Cone beam breast CT (CBBCT) has potential as an alternative to mammography for screening breast cancer while limiting the radiation dose to that of a two-view mammogram. A clinical trial of CBBCT has been underway and volumetric breast images have been obtained. Although these images clearly show the 3D structure of the breast, they are limited by quantum noise due to dose limitations. Noise from these images adds to the challenges of glandular/adipose tissue segmentation. In response to this, an automated method for reducing noise and segmenting glandular tissue in CBBCT images was developed. A histogram based 2-means clustering algorithm was used in conjunction with a seven-point 3D median filter to reduce quantum noise. Following this, a 2D parabolic correction was applied to flatten the adipose tissue in each slice to reduce system inhomogeneities. Finally, a median smoothing algorithm was applied to further reduce noise for optimal segmentation. The algorithm was tested on actual breast scan volume data sets for subjective analysis and on a 3D mathematical phantom to test the algorithm. Subjective comparison of the actual breast scans with the denoised and segmented volumes showed good segmentation with little to no noticeable degradation.
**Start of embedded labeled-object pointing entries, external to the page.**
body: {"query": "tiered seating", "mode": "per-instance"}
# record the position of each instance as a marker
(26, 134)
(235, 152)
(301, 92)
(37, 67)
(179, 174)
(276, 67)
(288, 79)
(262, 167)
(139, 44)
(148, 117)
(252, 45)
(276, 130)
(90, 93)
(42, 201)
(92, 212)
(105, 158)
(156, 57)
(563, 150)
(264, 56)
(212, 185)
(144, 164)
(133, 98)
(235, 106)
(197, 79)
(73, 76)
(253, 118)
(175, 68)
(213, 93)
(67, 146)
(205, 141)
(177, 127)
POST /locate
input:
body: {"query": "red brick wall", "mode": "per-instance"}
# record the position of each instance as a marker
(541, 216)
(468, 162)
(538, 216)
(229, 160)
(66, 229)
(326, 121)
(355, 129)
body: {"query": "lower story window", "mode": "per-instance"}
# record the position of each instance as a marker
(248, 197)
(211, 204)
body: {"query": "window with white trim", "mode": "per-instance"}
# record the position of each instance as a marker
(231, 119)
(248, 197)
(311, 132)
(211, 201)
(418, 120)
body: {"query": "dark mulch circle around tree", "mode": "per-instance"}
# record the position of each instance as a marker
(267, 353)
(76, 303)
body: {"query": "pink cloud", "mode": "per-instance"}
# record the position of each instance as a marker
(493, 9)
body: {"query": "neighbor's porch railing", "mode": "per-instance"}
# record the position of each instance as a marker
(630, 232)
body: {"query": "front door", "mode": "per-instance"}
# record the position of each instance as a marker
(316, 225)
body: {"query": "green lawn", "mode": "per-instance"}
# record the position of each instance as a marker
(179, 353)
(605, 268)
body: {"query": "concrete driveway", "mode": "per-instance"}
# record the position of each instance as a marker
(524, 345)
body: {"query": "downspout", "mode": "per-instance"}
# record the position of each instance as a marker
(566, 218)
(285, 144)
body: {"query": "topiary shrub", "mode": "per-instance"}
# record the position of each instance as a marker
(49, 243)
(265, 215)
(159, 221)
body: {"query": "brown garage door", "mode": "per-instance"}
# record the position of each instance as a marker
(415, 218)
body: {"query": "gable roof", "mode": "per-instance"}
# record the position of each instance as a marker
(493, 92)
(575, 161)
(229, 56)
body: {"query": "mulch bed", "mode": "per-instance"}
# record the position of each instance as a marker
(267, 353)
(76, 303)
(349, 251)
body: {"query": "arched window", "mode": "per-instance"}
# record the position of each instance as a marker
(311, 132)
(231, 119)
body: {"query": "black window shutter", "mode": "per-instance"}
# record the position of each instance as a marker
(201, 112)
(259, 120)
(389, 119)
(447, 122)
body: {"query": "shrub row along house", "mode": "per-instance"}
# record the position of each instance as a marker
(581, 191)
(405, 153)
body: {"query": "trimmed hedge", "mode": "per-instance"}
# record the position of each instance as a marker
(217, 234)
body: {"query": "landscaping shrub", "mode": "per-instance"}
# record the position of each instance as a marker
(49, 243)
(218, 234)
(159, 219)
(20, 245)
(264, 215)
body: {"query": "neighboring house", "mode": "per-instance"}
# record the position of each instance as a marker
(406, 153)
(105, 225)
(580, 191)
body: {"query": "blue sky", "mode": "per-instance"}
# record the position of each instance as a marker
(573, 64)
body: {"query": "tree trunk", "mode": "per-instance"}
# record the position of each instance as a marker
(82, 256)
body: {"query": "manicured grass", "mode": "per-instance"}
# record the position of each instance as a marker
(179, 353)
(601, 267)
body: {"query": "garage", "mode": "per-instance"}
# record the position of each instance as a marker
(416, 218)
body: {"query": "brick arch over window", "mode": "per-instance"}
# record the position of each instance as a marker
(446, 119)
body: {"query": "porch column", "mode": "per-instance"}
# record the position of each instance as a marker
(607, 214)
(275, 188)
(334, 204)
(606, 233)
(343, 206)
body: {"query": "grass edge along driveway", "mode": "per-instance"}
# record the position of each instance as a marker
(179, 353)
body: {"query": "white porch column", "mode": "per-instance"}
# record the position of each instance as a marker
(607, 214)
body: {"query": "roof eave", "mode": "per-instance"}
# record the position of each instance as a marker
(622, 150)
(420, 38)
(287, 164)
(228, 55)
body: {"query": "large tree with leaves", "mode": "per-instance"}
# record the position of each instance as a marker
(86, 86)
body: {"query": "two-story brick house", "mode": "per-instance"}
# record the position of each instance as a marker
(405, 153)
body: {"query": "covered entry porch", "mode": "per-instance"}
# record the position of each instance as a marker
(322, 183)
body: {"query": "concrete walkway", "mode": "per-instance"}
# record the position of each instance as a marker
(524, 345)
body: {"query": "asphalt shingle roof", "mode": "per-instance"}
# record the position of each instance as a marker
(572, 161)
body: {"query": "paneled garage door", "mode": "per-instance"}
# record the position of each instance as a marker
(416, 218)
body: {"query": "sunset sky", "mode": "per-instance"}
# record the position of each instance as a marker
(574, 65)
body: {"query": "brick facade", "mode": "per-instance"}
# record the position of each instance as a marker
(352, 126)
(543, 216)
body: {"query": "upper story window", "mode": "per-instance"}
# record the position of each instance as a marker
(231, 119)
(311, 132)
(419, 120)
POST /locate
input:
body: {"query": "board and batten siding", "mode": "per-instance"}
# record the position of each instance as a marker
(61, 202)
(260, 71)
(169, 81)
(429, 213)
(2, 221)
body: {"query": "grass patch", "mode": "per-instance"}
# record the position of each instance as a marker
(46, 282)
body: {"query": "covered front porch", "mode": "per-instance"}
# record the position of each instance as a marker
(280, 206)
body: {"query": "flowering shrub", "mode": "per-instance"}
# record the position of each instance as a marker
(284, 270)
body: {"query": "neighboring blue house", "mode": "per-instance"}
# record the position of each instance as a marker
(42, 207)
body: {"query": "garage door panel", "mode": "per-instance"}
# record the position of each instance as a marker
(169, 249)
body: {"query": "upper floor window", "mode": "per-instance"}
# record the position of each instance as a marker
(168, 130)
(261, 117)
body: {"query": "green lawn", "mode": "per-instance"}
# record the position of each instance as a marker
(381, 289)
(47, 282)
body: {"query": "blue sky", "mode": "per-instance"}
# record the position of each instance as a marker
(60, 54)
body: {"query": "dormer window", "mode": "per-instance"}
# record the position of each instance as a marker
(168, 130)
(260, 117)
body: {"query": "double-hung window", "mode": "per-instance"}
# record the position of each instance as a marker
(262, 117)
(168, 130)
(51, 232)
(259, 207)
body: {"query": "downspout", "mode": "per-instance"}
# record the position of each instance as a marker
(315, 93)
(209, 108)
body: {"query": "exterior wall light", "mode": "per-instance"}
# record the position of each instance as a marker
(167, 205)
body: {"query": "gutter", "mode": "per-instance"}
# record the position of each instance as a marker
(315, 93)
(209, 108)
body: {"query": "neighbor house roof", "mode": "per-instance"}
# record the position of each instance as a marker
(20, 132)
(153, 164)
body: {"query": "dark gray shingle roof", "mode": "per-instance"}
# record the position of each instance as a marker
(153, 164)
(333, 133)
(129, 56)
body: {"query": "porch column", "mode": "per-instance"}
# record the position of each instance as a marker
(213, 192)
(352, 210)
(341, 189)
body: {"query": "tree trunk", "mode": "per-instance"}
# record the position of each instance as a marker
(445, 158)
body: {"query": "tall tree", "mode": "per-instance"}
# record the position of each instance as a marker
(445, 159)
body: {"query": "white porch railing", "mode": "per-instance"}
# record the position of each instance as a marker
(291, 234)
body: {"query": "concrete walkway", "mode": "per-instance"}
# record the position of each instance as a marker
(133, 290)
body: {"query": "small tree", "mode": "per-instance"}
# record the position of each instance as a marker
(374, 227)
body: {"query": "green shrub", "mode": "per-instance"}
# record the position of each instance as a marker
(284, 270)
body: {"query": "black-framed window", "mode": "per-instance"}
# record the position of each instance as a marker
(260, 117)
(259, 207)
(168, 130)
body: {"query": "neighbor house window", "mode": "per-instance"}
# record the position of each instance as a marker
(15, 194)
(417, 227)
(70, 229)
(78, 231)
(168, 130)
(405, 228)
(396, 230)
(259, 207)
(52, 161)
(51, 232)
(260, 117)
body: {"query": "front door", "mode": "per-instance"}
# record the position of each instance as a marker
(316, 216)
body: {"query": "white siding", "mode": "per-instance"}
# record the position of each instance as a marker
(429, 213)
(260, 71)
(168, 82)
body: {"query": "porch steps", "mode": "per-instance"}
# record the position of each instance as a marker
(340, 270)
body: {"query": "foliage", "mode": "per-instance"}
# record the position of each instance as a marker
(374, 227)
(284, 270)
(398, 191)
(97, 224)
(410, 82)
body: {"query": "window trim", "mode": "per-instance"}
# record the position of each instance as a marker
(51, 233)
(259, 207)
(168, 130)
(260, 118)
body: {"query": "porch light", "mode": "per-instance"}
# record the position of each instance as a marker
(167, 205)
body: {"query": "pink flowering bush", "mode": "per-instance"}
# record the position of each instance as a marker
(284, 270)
The mathematical phantom, after denoising and segmentation, was found to accurately measure the percent glandularity within 0.03% of the actual value for the phantom containing larger spherical shapes, but was only able to preserve small micro-calcification sized spheres of 0.8 and 1.0 mm, and small fibers with diameters of 1.2 and 1.4 mm.

Paper Details

Date Published: 22 March 2007
PDF: 8 pages
Proc. SPIE 6510, Medical Imaging 2007: Physics of Medical Imaging, 651038 (22 March 2007); doi: 10.1117/12.713911
Show Author Affiliations
Nathan Packard, U. C. Davis (United States)
John M. Boone, U. C. Davis (United States)

Published in SPIE Proceedings Vol. 6510:
Medical Imaging 2007: Physics of Medical Imaging
Jiang Hsieh; Michael J. Flynn, Editor(s)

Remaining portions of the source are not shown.